Am 12. Februar wird auch die BVV-Wahl wiederholt. Wie bewerten Sie diese Entscheidung und wie sehen Sie diesem Tag entgegen?
Uwe Brockhausen: Das Berliner Verfassungsgericht hat die Konsequenzen aus den Wahlpannen gezogen. Nun muss mit höchster Priorität daran gearbeitet werden, dass die Wahlwiederholung reibungslos läuft.

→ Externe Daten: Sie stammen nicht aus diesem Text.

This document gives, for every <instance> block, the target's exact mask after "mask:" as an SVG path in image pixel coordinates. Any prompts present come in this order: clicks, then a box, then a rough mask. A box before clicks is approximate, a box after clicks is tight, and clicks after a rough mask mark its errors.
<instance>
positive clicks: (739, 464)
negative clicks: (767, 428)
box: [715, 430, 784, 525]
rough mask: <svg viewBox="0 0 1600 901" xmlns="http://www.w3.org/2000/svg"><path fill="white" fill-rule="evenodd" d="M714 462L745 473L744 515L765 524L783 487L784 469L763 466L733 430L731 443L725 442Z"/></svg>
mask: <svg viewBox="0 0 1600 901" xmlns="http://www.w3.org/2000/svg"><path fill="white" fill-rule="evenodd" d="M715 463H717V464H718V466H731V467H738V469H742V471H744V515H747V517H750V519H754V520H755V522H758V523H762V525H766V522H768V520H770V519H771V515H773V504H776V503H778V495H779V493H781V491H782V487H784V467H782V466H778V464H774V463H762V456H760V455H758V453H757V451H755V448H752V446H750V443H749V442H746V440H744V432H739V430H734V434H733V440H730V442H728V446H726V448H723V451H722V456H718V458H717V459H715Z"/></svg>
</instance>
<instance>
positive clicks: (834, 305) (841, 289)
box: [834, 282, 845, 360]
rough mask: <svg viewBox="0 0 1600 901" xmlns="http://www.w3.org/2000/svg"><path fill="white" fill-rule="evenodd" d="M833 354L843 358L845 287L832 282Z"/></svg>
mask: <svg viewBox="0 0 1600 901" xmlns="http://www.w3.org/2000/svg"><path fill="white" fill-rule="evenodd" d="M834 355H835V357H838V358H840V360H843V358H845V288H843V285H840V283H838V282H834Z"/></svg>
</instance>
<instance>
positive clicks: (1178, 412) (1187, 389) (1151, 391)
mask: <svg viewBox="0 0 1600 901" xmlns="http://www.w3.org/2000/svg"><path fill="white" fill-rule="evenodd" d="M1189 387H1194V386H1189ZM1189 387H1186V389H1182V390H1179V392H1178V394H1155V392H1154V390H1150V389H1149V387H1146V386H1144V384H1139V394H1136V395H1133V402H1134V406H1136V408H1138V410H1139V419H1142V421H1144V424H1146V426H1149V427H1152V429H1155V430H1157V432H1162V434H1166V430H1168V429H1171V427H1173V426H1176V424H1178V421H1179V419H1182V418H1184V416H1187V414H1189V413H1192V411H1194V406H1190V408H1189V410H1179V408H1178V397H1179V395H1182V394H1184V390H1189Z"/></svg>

Angesichts des Zuspruchs aus der Reinickendorfer Bevölkerung bin ich zuversichtlich, dass sich unsere gute Arbeit auch im Wahlergebnis niederschlägt. Wir haben vor mehr als einem Jahr eine Reinickendorfer Ampel aus SPD, B’90/Grüne und FDP für einen politischen Neuanfang gebildet und seither neue Schwerpunkte gesetzt. Wie wahrscheinlich auch von außen zu beobachten ist, funktioniert dieses Bündnis sehr gut. Jede Fraktion kann ihre Themen setzen, gleichzeitig wurde die gemeinsame Richtung deutlich. Mein Ziel ist, diese Arbeit in Reinickendorf fortzusetzen.
Welche Wünsche haben Sie für den Bezirk und persönlich für dieses Jahr?
Uwe Brockhausen: Insgesamt wünsche ich mir, dass wir alle ein Jahr ohne größere Krisen erleben und unsere Zukunft gemeinsam anpacken können. Und ich wünsche mir persönlich das, was ich allen wünsche, nämlich Gesundheit, Glück und Erfolg im neuen Jahr.